Aufklärung? Nein, danke

»Cum-Ex«-Deals drohen zu verjähren. Behörden stellen zu wenig Steuerfahnder ein

Simon Zeise

Die Aufarbeitung der sogenannten Cum-Ex-Deals geht schleppend bis gar nicht voran. Banken und Spekulanten hatten sich über Jahre mehrfach die Steuern auf Kapitalerträge zurückerstatten lassen, die sie oft noch nicht einmal gezahlt hatten. Mehr als 30 Milliarden Euro sollen über das »Dividenden-Stripping« am Fiskus vorbeigeschleust worden sein.
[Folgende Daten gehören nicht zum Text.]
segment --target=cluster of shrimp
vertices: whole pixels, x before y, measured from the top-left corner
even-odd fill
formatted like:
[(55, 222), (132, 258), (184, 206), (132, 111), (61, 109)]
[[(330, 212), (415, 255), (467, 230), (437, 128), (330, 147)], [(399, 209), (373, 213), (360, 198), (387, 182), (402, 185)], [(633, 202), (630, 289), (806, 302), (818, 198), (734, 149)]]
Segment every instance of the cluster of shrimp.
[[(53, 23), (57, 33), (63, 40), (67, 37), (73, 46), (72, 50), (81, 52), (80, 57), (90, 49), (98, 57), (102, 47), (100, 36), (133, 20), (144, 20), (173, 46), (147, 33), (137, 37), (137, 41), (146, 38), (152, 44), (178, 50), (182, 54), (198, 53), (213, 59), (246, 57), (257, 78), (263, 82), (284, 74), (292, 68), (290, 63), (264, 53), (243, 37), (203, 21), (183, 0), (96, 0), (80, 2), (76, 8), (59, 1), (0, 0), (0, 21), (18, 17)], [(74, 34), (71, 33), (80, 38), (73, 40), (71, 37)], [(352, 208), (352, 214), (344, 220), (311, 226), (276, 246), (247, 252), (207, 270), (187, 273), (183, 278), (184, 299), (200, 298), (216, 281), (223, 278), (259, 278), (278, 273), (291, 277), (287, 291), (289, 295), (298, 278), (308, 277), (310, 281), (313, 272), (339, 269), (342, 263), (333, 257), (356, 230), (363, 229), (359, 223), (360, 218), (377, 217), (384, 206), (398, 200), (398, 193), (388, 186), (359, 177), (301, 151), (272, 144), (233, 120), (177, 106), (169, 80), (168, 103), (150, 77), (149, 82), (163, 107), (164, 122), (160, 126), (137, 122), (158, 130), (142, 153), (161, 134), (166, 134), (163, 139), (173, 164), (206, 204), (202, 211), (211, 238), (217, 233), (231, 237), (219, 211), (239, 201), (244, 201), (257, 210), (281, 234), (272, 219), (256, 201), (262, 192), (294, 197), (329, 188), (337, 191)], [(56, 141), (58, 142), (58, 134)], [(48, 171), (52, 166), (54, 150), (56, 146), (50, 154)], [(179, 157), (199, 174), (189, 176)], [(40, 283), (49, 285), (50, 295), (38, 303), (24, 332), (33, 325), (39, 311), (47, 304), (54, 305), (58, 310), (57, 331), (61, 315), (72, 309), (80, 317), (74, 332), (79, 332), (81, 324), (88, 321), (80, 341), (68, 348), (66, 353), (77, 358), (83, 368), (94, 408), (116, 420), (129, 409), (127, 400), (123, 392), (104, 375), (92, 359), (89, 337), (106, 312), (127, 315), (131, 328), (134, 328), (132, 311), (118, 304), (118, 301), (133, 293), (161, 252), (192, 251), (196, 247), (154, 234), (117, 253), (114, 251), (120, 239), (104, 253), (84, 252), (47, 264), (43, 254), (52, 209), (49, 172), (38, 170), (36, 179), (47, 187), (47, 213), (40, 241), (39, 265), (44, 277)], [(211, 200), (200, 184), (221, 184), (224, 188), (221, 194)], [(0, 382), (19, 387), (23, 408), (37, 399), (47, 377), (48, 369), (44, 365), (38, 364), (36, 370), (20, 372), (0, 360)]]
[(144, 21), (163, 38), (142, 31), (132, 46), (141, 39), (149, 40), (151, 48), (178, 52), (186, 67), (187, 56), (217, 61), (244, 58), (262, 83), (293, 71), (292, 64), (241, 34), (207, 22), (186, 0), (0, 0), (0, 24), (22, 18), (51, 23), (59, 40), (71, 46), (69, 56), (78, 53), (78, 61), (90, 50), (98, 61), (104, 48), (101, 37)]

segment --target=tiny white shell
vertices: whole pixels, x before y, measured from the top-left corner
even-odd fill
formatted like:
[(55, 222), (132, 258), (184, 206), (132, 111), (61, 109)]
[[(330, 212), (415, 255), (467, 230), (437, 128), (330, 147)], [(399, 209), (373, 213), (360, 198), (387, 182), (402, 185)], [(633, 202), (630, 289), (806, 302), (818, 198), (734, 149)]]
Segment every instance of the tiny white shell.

Großes Interesse, die Verantwortlichen zur Rechenschaft zu ziehen, haben die Finanzbehörden anscheinend nicht. Einer, der den Betrügern auf die Finger schaute, war NRW-Finanzminister Norbert Walter-Borjans (SPD). Doch seit dem Regierungswechsel in Düsseldorf 2017 kann davon keine Rede mehr sein. Nachfolger Lutz Lienenkämper (CDU) ist hingegen nicht für seinen Tatendrang bekannt. Medienberichten zufolge würden viel zu wenig Steuerfahnder für die hochkomplexen Fälle eingesetzt. Lediglich bis zu 15 Steuerfahnder arbeiteten in der Ermittlungsgruppe »Stopp« zusammen, berichtete die Süddeutsche Zeitung am Montag. Dazu noc...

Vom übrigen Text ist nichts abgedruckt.